The absence of financial projections for Hulu in SEC filings are among the ommissions alleged to violate securities rules.
The sale of 21st Century Fox’s studio assets to Disney has triggered the first lawsuit from a shareholder, who complains about what was filed with the Securities and Exchange Commission. The putative class action seeks to enjoin the transaction.
Robert Weiss, leading other shareholders, filed his lawsuit on Friday in Delaware federal court.
The lawsuit alleges that a proxy statement filed on June 28 omits or misrepresents the company’s financial projections and the data underlying financial valuation analyses from Goldman Sachs and Centerview Partners. The complaint further contends that Goldman’s potential conflicts of interest have not been adequately disclosed.

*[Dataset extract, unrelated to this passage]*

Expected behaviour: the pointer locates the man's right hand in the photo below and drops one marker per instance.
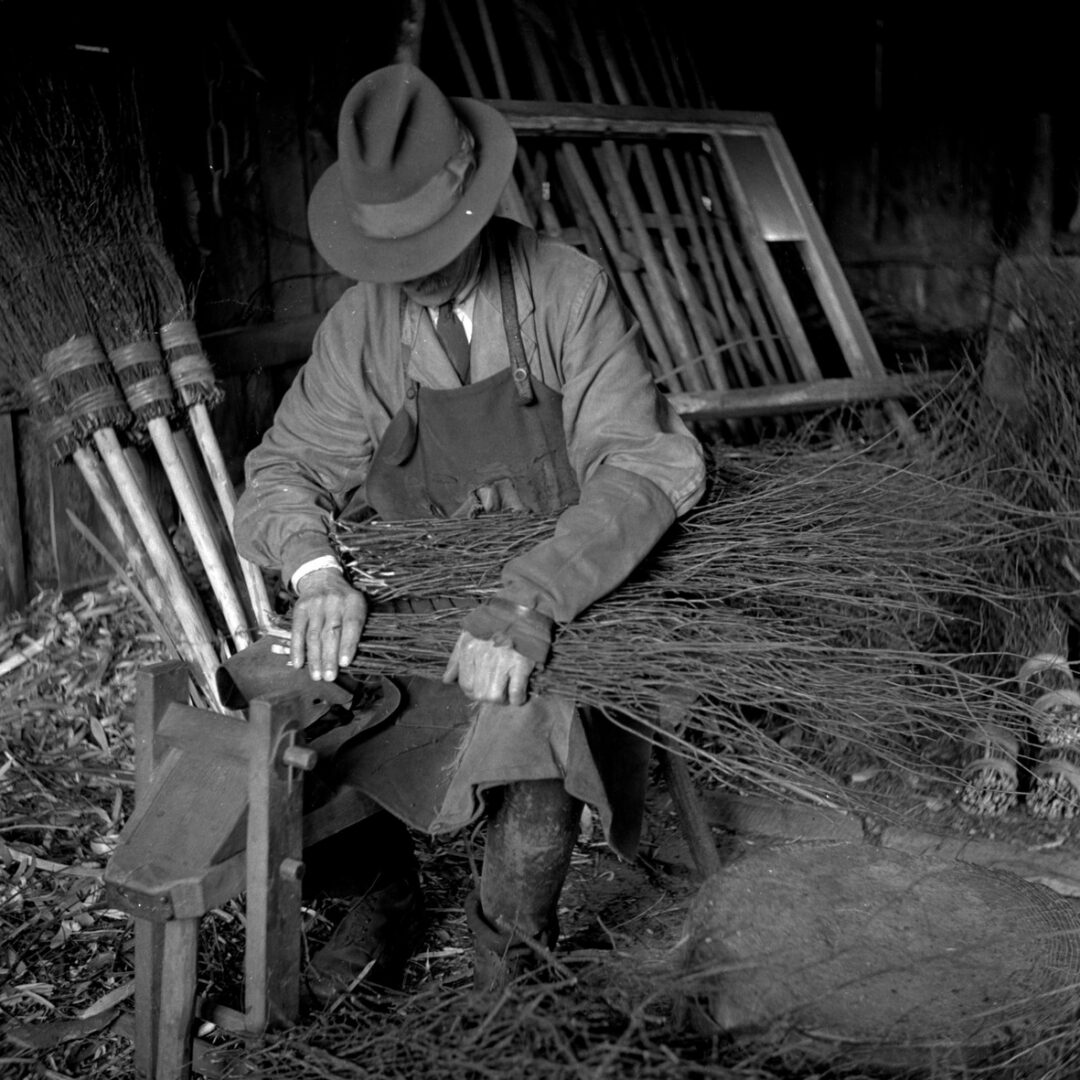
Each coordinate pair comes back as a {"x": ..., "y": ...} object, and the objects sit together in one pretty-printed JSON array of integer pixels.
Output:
[{"x": 327, "y": 620}]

“In short, unless remedied, 21CF’s public stockholders will be forced to make a voting or appraisal decision on the Proposed Transaction without full disclosure of all material information concerning the Proposed Transaction being provided to them,” states the complaint.
In the midst of a bidding war with Comcast, Disney has proposed $38 per share in cash and stock for Fox’s assets. The proposed deal has already won approval from the Justice Department with the condition that Fox’s regional sports networks are divested. Disney has agreed to this condition.
Regarding alleged material omissions in the proxy statement, the shareholder lawsuit complains about the absence of projections or forecasts for Hulu as well as earnings estimates for European broadcaster Sky in future years.
The objecting shareholder also wants more information about debt and raises concerns about how a Goldman affiliate was asked to act as an underwriter, placement agent and bookrunner in connection with Fox’s possible incurrence of permanent debt financing. This is presented as a potential conflict given the investment bank’s role in issuing its fairness opinion.
Fox and its board are accused of various securities violation, and if the Fox-Disney transaction isn’t enjoined on a preliminary basis, the shareholder would like the deal later rescinded with an award of rescissory damages. The plaintiffs are represented by attorneys at Weisslaw and O’Kelly Earnst & Joyce.
Fox declined comment about the lawsuit.